You know this truth: The curl’s the thing.
Short and close to your head, wound around your finger, standing tall in a pineapple, you love how your hair curls around your face, over your shoulders, and down your back. The curl’s the thing — it might even be something you’re known for — but in “Lotus Bloom and the Afro Revolution” by Sherri Winston, it’s a thing to get someone in trouble.
Everything was fine before the paper airplane.
Well, maybe it was more like fine-ish. On her first day at a new magnet school near Miami Beach, Lotus Bloom had to walk past her old school with her BFF, Rebel, who’d be staying at MacArthur. Rebel wasn’t happy that the two girls would be in different schools for the first time ever. She hated that MacArthur’s building was falling apart. Rebel couldn’t be happy that Lotus was over-the-moon happy.
And oh, Lotus was happy!
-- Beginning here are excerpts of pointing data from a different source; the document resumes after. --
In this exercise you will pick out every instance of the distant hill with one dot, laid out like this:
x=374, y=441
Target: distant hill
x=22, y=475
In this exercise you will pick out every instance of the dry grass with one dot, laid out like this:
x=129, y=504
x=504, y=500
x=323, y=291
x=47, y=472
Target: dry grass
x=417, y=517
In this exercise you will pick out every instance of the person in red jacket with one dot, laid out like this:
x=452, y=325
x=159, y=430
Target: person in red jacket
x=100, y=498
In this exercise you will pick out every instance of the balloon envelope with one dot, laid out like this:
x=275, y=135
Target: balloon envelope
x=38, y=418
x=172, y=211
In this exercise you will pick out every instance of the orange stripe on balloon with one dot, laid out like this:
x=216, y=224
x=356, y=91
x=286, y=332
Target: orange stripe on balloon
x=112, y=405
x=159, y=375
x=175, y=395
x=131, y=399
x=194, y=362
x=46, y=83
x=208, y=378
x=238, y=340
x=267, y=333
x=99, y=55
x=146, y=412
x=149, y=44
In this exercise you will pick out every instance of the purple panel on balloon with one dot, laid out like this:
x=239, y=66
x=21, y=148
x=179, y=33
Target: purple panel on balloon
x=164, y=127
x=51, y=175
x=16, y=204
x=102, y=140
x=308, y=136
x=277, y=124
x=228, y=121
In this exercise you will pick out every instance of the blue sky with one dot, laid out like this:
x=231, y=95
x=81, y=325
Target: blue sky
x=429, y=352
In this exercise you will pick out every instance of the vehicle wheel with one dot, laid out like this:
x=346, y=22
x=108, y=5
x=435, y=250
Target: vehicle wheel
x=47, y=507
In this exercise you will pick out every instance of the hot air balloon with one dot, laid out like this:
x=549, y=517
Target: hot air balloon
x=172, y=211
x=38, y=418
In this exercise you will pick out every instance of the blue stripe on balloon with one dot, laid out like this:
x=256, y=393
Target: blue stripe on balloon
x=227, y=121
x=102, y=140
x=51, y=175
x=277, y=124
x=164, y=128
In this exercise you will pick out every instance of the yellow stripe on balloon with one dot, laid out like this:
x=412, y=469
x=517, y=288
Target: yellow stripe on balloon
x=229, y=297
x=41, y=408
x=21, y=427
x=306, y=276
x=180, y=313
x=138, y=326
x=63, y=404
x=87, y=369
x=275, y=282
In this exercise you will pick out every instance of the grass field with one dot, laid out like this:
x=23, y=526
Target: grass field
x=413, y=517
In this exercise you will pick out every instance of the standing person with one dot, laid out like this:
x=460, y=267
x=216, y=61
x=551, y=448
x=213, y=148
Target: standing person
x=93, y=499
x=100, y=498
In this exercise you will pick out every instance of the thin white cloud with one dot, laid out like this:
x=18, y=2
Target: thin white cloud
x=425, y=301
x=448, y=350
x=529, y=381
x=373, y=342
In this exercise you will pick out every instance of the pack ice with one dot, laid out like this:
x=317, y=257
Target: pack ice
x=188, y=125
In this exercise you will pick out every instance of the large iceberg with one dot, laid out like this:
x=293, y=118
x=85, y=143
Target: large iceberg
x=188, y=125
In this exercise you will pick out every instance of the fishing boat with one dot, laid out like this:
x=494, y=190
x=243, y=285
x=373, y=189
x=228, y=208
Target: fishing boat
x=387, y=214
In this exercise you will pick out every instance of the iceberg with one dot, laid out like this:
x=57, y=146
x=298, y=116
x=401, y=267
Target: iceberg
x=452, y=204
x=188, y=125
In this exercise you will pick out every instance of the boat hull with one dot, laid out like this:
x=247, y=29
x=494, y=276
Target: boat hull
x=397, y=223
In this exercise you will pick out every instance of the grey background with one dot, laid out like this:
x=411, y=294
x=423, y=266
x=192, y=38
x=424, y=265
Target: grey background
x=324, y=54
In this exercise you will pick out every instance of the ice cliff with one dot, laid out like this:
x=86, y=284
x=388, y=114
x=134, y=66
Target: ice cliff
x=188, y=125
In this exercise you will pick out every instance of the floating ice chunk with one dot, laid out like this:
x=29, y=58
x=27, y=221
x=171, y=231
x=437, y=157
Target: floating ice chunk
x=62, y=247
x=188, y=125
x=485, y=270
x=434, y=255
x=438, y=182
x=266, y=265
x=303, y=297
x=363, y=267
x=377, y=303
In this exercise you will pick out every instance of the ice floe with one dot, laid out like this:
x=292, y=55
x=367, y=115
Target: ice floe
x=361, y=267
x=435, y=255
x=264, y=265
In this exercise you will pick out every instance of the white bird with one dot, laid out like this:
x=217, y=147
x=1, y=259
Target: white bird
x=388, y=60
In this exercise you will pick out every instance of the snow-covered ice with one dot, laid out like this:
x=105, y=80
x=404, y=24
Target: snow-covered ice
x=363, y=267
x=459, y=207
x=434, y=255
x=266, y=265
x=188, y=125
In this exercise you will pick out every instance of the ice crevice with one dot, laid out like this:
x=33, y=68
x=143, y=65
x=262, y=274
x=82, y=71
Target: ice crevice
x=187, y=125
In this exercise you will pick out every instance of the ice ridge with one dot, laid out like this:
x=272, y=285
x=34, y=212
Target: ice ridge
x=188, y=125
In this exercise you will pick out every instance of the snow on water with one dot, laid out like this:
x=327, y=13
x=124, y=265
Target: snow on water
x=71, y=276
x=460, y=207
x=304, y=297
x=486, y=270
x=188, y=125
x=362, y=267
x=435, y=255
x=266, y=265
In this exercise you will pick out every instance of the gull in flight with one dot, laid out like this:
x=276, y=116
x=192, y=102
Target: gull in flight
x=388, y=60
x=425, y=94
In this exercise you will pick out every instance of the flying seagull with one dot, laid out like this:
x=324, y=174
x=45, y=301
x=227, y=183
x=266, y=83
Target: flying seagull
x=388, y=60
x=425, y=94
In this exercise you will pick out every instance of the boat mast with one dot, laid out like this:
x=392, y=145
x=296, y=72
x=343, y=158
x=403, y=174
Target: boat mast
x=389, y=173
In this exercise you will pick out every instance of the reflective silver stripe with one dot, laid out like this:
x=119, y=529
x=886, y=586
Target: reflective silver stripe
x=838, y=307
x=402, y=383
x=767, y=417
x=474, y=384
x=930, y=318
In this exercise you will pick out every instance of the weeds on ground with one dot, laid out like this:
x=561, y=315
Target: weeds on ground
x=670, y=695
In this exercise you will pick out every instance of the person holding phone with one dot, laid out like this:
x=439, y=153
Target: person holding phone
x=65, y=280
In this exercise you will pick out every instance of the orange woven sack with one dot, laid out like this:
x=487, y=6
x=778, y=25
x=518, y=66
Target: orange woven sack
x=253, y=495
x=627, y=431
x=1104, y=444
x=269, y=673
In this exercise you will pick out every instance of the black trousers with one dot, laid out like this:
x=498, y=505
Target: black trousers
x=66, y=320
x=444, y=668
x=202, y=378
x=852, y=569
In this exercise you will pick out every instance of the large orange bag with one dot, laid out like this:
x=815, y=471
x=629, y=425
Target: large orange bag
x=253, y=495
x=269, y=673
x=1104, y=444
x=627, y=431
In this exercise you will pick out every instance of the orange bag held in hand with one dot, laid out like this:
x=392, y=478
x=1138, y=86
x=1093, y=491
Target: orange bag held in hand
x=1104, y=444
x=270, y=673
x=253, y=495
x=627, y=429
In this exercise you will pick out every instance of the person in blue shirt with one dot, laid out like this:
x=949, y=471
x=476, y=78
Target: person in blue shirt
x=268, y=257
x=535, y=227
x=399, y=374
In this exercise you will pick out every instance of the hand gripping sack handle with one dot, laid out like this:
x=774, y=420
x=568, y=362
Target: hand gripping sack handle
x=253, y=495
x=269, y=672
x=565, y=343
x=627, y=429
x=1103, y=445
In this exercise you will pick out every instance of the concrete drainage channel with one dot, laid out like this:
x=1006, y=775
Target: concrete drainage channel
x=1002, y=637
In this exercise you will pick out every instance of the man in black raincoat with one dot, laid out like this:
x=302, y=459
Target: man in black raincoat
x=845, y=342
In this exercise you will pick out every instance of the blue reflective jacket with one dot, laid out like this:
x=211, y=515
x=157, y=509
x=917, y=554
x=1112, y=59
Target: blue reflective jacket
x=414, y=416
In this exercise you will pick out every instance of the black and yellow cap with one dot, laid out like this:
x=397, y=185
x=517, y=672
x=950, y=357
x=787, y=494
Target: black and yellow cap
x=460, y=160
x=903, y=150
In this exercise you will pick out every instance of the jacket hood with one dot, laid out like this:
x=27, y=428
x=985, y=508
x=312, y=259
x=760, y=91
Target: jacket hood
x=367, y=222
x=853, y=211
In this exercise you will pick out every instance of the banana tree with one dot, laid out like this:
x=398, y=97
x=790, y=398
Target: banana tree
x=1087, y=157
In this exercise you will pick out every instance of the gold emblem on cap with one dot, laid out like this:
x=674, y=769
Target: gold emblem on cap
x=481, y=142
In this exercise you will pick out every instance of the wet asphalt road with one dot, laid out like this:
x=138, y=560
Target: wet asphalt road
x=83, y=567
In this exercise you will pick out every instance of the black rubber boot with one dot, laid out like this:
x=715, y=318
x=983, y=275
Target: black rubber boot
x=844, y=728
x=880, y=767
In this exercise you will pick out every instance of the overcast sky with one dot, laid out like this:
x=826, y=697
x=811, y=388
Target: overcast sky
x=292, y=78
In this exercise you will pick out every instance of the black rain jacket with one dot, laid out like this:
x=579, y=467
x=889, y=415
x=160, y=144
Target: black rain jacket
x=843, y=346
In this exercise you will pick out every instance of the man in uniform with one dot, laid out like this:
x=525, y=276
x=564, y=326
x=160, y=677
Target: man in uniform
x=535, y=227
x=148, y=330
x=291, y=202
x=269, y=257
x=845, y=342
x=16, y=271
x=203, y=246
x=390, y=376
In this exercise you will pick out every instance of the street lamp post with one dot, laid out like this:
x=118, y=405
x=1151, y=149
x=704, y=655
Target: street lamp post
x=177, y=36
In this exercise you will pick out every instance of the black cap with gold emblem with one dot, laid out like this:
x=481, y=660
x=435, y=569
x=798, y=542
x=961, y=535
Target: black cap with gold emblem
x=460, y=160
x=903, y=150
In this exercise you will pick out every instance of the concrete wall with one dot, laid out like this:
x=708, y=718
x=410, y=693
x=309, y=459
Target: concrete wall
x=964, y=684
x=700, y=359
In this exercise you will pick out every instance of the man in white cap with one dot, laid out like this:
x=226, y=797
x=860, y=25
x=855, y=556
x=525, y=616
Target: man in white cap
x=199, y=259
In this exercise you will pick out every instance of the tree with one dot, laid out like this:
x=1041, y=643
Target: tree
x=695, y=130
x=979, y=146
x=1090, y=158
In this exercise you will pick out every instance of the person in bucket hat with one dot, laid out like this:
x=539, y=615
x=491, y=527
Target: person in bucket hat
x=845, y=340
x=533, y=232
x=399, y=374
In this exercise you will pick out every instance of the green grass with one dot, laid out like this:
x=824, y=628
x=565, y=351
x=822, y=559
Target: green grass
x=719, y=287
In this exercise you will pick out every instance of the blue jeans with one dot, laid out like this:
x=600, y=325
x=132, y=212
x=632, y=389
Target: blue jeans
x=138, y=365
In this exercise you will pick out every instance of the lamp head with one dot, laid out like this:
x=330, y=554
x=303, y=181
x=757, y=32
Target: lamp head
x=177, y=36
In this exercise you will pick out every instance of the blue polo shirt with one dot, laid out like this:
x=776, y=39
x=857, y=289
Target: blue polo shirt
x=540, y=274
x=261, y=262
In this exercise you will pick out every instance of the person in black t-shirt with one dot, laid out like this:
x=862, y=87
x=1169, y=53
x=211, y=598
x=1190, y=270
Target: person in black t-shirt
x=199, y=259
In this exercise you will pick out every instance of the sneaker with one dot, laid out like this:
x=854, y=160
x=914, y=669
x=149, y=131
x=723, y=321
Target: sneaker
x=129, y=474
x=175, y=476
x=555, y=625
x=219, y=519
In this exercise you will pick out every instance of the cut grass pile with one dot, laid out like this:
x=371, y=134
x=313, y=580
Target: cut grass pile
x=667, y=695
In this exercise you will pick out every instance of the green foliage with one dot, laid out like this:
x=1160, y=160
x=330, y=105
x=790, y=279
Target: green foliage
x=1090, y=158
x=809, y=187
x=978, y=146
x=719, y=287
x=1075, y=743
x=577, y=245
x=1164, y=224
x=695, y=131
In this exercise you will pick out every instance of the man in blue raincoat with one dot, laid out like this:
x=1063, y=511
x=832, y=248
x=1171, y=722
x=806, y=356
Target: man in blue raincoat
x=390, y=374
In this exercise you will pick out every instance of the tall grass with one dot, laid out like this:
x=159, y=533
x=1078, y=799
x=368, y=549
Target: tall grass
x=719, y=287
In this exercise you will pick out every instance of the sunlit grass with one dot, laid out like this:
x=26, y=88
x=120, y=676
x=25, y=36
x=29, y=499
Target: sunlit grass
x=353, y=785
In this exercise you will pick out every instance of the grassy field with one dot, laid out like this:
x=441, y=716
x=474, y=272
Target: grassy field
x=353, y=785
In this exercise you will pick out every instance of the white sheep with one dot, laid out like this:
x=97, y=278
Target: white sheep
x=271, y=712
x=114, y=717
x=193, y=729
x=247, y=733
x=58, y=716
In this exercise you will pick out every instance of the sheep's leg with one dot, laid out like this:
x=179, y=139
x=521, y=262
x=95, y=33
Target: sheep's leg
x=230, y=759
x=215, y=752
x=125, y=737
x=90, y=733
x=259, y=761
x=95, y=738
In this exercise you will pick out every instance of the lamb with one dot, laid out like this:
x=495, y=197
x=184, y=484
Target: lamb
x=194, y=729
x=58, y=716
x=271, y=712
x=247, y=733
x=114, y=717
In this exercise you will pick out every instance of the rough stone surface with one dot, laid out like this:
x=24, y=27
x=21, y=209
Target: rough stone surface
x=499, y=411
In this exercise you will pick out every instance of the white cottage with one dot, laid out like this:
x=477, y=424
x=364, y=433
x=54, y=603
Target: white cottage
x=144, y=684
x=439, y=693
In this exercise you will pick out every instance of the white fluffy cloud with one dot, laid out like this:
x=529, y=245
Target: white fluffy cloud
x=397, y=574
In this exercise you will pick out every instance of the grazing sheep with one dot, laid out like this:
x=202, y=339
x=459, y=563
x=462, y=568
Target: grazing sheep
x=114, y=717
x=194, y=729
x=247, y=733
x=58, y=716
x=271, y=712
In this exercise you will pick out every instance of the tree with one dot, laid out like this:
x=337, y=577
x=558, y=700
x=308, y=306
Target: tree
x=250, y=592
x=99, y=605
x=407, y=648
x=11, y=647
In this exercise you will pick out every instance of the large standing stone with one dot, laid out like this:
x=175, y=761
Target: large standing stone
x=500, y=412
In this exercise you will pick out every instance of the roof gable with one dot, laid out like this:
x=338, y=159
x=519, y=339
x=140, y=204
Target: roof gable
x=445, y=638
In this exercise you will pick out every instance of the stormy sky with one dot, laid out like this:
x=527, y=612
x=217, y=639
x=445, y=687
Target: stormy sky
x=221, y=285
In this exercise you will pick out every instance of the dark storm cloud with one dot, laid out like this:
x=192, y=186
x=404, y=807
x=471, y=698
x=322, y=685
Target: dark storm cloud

Her big dream was to play violin in a major concert hall with a full orchestra in front of a big audience. She’d been playing violin since she was 4 years old and music “was life” — and so when she was singled out by a celebrity teacher at her new school in the first week and she was chosen as first chair in the school orchestra, she was so excited!
But the boy she replaced as first chair….? Not so excited.
In fact, ninth-grader Adolpho Cortez was angry that a 12-year-old seventh-grader could land a position that he’d worked so hard for, an orchestra position that his parents promised him was his. And so Adolpho and his friends started hassling Lotus with paper airplanes and paper-wad bombs during orchestra class.
And this wouldn’t have been a big deal, except Lotus was rocking a monster Afro that she was proud of, and that took a lot of work — and when she complained about the harassment, the school said she had to cut her hair! How was this fair? How was this right?
How was Lotus going to stand up for herself?
Who remembers a time when young ladies were told to go along and be demure? Who wants that for their own daughter? Who wants “Lotus Bloom and the Afro Revolution”?
Probably you, because today’s girls are strong, and so is author Sherri Winston’s main character. Lotus Bloom is also a modern girl, a good kid, smart and proud, and her inner world is rich with observation and the kind of wisdom that comes from being almost 13. This lends a nice bit of humor to the story but mostly, it’s a sort of been-there, done-that for young teens, within a road map to respectful disagreement. Bonus: the kids in this book aren’t fools, and there’s no big-boy drama inside this story.
Parents may enjoy reading “Lotus Bloom and the Afro Revolution,” perhaps even along with their 11- to 14-year-old, who will love a character with guts. For any girl (or boy!) who needs a dose of bravery, it’s a book to curl up with.